MILANO C’è una prima informazione di garanzia nell’indagine della Procura di Milano sul rogo nella Rsa Casa dei Coniugi nel quale, nella notte tra giovedì e venerdì scorso, sono morti sei anziani.

Si tratta di Claudia Zerletti, direttrice della struttura di via dei Cinquecento, il cui nome sarà iscritto, assieme a quelli di altre persone, nel registro degli indagati nelle prossime ore, ma che ha già ricevuto un’informazione di garanzia sotto forma di verbale di identificazione. Le iscrizioni sono necessarie per poi procedere all’autopsia degli ospiti che hanno perso la vita. Le accuse sono omicidio e lesioni colpose plurime e incendio.
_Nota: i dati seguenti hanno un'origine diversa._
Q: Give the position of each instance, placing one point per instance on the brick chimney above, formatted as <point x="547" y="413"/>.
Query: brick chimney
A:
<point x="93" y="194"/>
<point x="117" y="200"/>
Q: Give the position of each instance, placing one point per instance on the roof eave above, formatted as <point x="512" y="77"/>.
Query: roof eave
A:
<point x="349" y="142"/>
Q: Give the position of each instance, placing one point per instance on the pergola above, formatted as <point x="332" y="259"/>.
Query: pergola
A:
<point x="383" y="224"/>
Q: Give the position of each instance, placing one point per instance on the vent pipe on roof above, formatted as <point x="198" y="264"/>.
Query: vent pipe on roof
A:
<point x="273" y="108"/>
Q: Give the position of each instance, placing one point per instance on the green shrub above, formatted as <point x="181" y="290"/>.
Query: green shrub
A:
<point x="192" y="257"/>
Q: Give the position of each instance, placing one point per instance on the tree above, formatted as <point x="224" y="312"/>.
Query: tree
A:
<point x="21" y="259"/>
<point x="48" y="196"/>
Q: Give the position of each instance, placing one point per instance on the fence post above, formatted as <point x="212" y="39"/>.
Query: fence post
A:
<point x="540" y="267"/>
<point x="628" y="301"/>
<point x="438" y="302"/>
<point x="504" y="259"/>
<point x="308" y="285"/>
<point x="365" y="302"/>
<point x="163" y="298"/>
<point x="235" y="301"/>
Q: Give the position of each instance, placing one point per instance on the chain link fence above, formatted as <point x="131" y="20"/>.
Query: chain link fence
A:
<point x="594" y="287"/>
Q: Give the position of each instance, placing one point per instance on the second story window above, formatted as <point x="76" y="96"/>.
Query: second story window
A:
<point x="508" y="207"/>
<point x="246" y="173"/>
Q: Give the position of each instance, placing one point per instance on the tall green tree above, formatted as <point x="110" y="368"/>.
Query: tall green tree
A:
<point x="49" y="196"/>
“Siamo d’accordo col sindaco di Milano Sala sulla necessità di ricorrere in alcuni casi alle esternalizzazioni di alcune strutture come le Rsa. Fu proprio la giunta Moratti di cui ero vicesindaco ad adottare questa soluzione. Vogliamo far notare a Sala, però, che il problema non è l’esternalizzazione, ma il metodo con cui questa si realizza. Per evitare di coinvolgere soggetti inesperti, la giunta di centrodestra nel 2011 aveva posto un semplice paletto: rivolgersi a società che in passato avessero già gestito o realizzato strutture di questo tipo. La struttura coinvolta dal rogo, è una delle Rsa affidate a cooperative dell’Emilia Romagna con chiari riferimenti alla sinistra politica. Ci chiediamo chi doveva vigilare sulla gestione di queste strutture. Chi doveva impedire che si creassero situazioni come quella per cui nell’Rsa c’era un infermiere e cinque Oss per 173 ospiti? Aspettiamo questi chiarimenti con urgenza”. Lo dichiara il deputato di Fratelli d’Italia Riccardo De Corato.